フランス料理という言葉には、どこか特別な響きを感じます。イタリアンやスペイン料理、中華に和食、いずれもごちそうであることに変わりはありませんが、なぜかフレンチ=豪華な食事というイメージがあるのです。

おそらく、子どもの頃祖父が家族をつれていってくれた、フランス料理のレストランで、フォークとナイフを使う順番を教えてもらったりした記憶も、その要因のひとつかもしれません。おさない自分にとって、ホテルのメインダイニングの個室は、非日常どころか、夢のような世界でした。


🇫🇷今ごろのフレンチ

そんなフレンチも街のビストロなんかでは、わりと気軽に食べられるようになりました。予算もランチなら1000円、夜でもドゥ・プラと呼ばれる前菜、メインの2皿仕立てのコースなら、3000円くらいというのも珍しくはないですよね。

身近になって、親しみやすくなると同時に、軽やかな味付けのフランス料理も一般的になりました。

バターの代わりにオリーブオイルを使い、トマトをふんだんに使った、南仏スタイルのメニューは、あっさりとしてヘルシーという魅力もあって、ひとつのポジションを築いたといってもよいでしょう。その軽さがあってこそ、毎日のように気軽にランチの選択肢にはいるのかもしれません。

🇫🇷王道の魅力

でも、やっぱりフランス料理というと、こういうメニューに魅力を感じたりしませんか。

濃厚な味付けで、食べ応えがあって、合わせるワインも重厚なもの。バターたっぷり、フォンドボーの旨味に、赤ワインをふんだんに使った、濃い味系の王道フレンチです。

そんな牛肉の赤ワイン煮込みが、クラシックフレンチの肉料理の王様なら、魚はこれ。

たっぷりのバターで焼き上げるムニエルという調理法。見た目が茶色くて、一見地味ですが、この質実剛健ともいうべきルックスには、威厳すら感じます。

🇫🇷舌平目発見

今回、そんなムニエルをつくってみたのは、これがきっかけ。

そう、舌平目が売っていたことです。しかも1尾380円。けっこう立派な大きさです。

🥕付け合わせもクラシック

まずは付け合わせの準備からスタート。赤、白、緑の彩りを目指して、まずは赤のにんじんから。
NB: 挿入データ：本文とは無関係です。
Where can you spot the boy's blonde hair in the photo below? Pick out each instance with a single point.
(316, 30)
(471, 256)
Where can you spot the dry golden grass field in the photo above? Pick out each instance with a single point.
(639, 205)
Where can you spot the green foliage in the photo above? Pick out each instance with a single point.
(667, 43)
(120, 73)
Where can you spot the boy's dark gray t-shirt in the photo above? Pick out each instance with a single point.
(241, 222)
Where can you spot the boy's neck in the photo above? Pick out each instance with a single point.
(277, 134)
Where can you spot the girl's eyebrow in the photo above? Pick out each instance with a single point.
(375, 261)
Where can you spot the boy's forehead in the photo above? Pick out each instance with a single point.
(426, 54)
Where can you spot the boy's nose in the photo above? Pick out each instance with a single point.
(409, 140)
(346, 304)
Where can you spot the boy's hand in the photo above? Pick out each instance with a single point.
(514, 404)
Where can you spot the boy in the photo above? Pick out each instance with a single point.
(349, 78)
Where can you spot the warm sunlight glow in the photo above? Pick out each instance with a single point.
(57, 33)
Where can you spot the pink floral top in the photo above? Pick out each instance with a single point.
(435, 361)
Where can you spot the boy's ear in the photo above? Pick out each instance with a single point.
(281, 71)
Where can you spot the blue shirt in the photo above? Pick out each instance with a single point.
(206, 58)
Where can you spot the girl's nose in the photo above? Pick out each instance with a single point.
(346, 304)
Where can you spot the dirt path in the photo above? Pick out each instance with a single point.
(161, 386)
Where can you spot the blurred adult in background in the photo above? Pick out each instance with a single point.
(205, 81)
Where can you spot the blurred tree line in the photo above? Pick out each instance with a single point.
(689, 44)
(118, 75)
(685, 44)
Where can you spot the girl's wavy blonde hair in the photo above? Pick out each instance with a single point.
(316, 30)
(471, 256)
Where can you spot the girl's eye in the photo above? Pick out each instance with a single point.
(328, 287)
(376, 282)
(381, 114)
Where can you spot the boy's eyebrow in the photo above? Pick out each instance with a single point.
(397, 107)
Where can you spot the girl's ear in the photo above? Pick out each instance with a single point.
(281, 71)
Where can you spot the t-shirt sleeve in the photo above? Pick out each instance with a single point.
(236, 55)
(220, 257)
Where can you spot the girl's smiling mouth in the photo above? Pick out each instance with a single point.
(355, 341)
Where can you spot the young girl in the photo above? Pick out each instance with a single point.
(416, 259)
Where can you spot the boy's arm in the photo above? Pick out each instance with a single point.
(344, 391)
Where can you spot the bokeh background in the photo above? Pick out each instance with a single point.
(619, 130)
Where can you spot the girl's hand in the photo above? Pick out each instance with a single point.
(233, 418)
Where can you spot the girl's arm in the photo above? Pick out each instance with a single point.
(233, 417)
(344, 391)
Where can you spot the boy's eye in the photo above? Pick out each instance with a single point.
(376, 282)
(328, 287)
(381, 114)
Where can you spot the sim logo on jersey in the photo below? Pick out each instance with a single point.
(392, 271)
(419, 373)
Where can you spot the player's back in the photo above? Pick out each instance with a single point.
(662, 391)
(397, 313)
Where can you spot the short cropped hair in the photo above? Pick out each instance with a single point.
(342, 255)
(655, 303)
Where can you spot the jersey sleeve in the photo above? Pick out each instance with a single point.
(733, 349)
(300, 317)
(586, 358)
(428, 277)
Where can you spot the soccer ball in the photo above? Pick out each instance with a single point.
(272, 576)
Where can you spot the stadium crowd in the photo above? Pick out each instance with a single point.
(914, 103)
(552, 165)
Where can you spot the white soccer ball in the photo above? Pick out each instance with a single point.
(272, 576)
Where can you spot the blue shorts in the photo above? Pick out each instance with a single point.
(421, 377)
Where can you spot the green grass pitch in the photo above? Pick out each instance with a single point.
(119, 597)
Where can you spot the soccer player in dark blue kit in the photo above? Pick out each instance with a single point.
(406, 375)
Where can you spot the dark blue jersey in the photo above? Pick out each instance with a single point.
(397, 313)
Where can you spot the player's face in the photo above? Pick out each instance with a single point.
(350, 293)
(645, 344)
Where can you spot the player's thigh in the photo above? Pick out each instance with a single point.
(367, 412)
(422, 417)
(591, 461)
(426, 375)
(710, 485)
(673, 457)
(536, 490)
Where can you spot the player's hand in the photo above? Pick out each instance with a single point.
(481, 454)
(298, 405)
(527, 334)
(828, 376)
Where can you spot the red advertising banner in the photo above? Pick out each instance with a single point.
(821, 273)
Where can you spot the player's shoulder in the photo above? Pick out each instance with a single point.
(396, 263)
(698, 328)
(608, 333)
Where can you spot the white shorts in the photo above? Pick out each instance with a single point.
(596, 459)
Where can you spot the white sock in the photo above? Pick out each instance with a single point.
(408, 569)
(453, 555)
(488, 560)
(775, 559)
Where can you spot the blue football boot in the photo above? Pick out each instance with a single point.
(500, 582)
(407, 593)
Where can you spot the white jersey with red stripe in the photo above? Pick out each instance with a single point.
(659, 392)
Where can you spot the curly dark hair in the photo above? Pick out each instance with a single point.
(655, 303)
細くなった先に近い部分の皮を剥いたら、縦2つに切り分けて、面取りをします。

沸騰したお湯にいれて、竹串を刺して、すこし抵抗がある適度の固さまで下茹でします。

緑は絹さや。

筋を取ったら、根元の部分を矢の羽根の形に、V字に飾り切りしておきます。

白は今回はヤングコーン。縦に2つに切っておきます。

砂糖、水をお鍋にあわせ、沸騰したらヤングコーンをいれ、すこし経ってから、絹さやと下茹でしたにんじんをプラス。

バターとこしょうを足して、全体にバターをからめながら軽く煮込めば、グラッセのできあがり。これもクラシックな王道の付け合わせです。

盛り付けると赤、白、緑、理想の彩りが揃いました。甘いにんじん、おいしいですよね。

付け合わせのトリコロールカラーに関しては、ちょっとこだわりもあるので、またあらためてそれをテーマに記事を書いてみたいなと思ったりもしてます。

🔥焼きませ、ムニエル

続いて、主役の登場。

舌平目は両面にしっかりと粉をまぶし、余分な粉ははたいておきます。一般的には小麦粉を使うところですが、わがやは天ぷら粉。揚げ物のときに天ぷらがさくっと揚がるのはもちろん、卵なしでフライもののバッター液がつくれたりと便利なので、もっぱら天ぷら粉ビリーバーです。

フライパンにオリーブオイルを敷いて、バターを加えて火にかけます。

バターがぶくぶく泡立ってきたら、火をすこし弱めて、舌平目を投入。

両面をこんがり焼き上げます。表面の粉のおかげで、かりっとした食感に焼き上がるのが、ムニエルのポイント。

どどーんとお皿に。うん、立派ですね。どうだ、これが王道、クラシックフレンチだ。

🥄仕上げのソースは香ばしく

さあ、仕上げにソースをつくります。ムニエルのソースといえば、サーモンなんかだとタルタルソースを添えたりもしますが、ここはやっぱりソースもクラシックな王道でいきましょう。

ブール・ノワゼット、いわゆる焦がしバターです。

舌平目を焼いたあとのフライパンをキッチンペーパーでさっと拭って、バターを20グラムほど入れて加熱します。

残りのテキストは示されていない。